TARİHİMİZDEKİ KÖY ENSTİTÜLERİ (2)

Kapalı köy ekonomisini, mesleki ayrışmayla dışa açmış, haklarını bilen, bu haklarını savunan, örgütlenebilir örgütlene arzularını da geliştirmişti.

Köy Enstitüleri;

1-Yeni Türkiye Cumhuriyeti değerlerini geliştirmek,

2-Ulusal Kültürün yaratılıp, geliştirilmesi, (Dil devriminde olduğu gibi.)

3-Ekonomik yaşamamın uzmanlaşması,

Köy Enstitülerinin belli bir programı, ders saati sayısına göre hangi ders kaç saat okutulacağını okulların kendileri belirlemişti. Çevrenin koşullarına göre ders programları yapılmış uygulanmıştı. Örneğin Kars Cilavuz Köy Enstitüsü tarım programı ve zamanı yörenin özelliklerine uygundur. Antalya Aksu Köy Enstitüsündeki hem tarım dersi programının ürün çeşitliğine göre  dağıtım çizelgesi çeşitliliği yer ve bölge gereksinimlerine uygun olduğunu söyleyebiliriz.

***

1943 resmi programa göre Kültür Dersleri her dersleri her sınıfta 22 saat olarak belirlenmiştir. Tarım ve Ziraat Dersleri: Tarla ziraatları örneğin  Antalya’da pamuk, narenciye olurken, Kars Cilavuz Köy Enstitüsünde  buğday  ve patates yetiştirilip gereksinim fazlası aynı, tür eğitim gören okullara gönderilmiştir.
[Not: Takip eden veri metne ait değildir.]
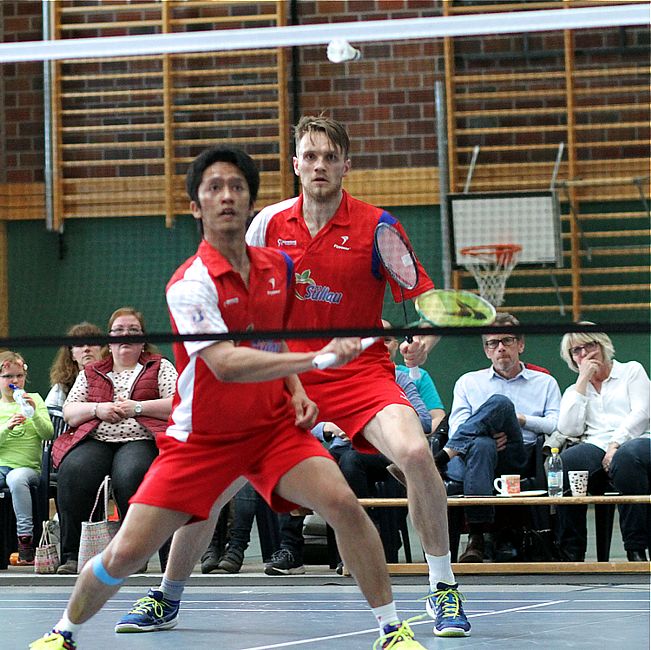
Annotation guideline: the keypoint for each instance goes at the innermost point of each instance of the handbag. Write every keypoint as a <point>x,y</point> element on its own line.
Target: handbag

1942 yılında çıkarılan “Köy Okulları ve Enstitüleri Teşkilatı Yasasında Teşkilatı Yasasında, öğretmenlere iki görev vermiştir. Yasaya göre:

a) Okul ve kurslarla ilgili işler:

b) Köy halkını yetiştirmekle ilgili işler :  Bu bölümde, geniş halk kitlelerinin eğitim düzeyini yükseltmek, cumhuriyet ilkelerini ve reformlarını gerçekleşmesi için  gerekli koşulları sağlamak, halkın politik, ekonomik ve kültürel yaşama faal olarak katılımını yaratmaktır.

***

1946 yılına kadar köylerdeki öğretmen açığının giderilmesi ereği ile: 17.000 öğretmen, 7300 kişi de sağlık memuru yetiştirmiştir. Hala aydınlığını tamamlayamamış insanlarımız Mahut Makal, Talip Apaydın, Fakir Baykurt, Mehmet Başarlar çıkarmış ve köy aydınlanması üzerine eser veren kitap yazan insanlardır. Çağcıl yazarlardan: Öztürk Acun, Hayrettin Geçkin, Özer Ergül, İsmet Aci, İkram taştan gibi yazar ve ozanlar da aynı çabayı gösterenlerdir.

***

Köy Enstitüleri Mimarlarından İsmail Hakkı Tonguç: “Köy güzelleşmeden b bütün memleket güzelleşmez.  Köy canlandırmadıkça umumi hayatı da gülmez.” Köy Enstitülerden yetiştirilen köy çocukları önce okul süresi üç yıl olan Eğitmenler yetiştirilmiştir. Buna Göre de müfredatı uygulanmıştır. Okuma ve yazma öğretiminde “Eğitmenin el kitabı”  ile eğitim hızla ülke düzeyine yayılmıştı. 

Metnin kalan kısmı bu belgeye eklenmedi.